“When you come out of the storm you won’t be the same person that walked in. That’s what the storm is all about.” – Haruki Murakami
I often hear clients say “I just want things to go back to normal” after facing some challenging life event. When my now 6 year old son was 14 months old, he was diagnosed with a rare genetic disease. We knew that it was a possibility that he had this particular disease, Cystinosis, for a week before we had confirmation. Three nephrologists walked into his hospital room, as I sat with him before visitors came to see us for the day, and confirmed that he did, in fact, have this disease. I cried and called my husband to tell him. It began a new journey for us. I spent a couple of years pushing through and taking care of my boy and when things began to get easier in taking care of him and our lives didn’t seem so complicated anymore, anxiety presented for me. That’s why we often stay busy and distract ourselves when life gets hard because it’s easier to push through then to sit still in the silence. I did that, without realizing what I was doing. It hit me and I knew that I had some work to do for myself. My work was to take care of myself and to be aware of the stories I told myself and accepting myself and my feelings.
One day I was watching Oprah’s Super Soul Sunday show and she was interviewing an author and poet by the name of Mark Nepo. His interview was wonderful and I loved listening to him speak of his journey in having a brain tumor. In speaking of his own diagnosis, he said “I walked through a door and could never turn back…” I sobbed upon hearing this.
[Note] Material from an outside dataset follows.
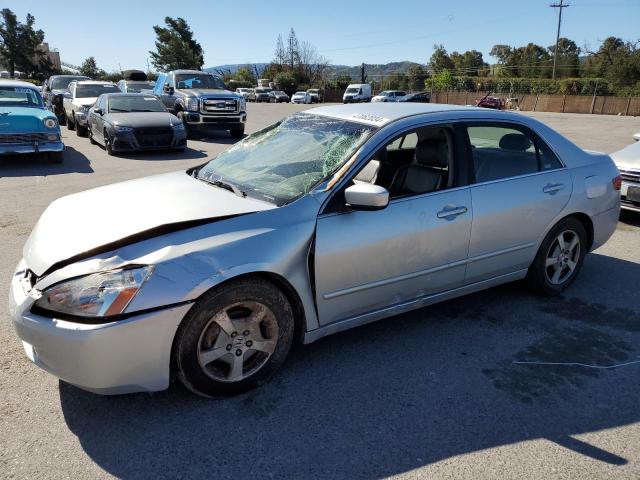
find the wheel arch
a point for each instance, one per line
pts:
(586, 222)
It felt so true to me. I remember the day that the doctors walked in. I had knowledge that was not confirmed until that moment and it changed my entire life.
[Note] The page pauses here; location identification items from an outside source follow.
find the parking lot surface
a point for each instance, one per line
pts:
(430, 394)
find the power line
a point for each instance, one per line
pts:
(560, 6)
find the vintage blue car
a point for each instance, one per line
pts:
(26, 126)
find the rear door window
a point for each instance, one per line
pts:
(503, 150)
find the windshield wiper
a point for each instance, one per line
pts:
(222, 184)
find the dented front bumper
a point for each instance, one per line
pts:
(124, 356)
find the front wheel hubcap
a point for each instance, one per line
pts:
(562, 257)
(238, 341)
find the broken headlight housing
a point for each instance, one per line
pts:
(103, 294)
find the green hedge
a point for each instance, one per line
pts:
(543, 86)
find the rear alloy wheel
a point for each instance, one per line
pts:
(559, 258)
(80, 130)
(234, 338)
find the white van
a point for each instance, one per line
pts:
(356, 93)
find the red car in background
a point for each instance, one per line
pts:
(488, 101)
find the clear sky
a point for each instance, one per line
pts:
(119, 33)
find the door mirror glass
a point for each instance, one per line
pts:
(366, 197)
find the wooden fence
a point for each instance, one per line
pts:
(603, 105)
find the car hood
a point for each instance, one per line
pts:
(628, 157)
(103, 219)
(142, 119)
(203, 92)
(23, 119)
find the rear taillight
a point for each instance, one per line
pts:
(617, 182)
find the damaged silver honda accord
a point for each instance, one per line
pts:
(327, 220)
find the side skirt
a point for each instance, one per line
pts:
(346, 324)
For those of you who do not know me, my son and my family personally I will tell you that he is doing well and that we are all doing very well. The disease my son was diagnosed with that day has been a small part of his journey, our journey, and it has brought blessings into our life.
That traumatic time in your life will change you. You will never be the same, but that does not mean that your life can’t be amazing and beautiful. When it knocks you down, say “yes, I’m down right now but it won’t be forever.” Let yourself lay down while you need to and be open, in each moment, that you may be able to get up. Take care of yourself and seek out help in moving through challenges. And be present, friends. When you feel terrible, look back to my post about how to be mindful. It will give you a moment of peacefulness and contentment. Try not to judge yourself and your journey. You are doing your best. I don’t judge myself for spending years just pushing through. It’s what I needed to do at the time. It served me until it didn’t.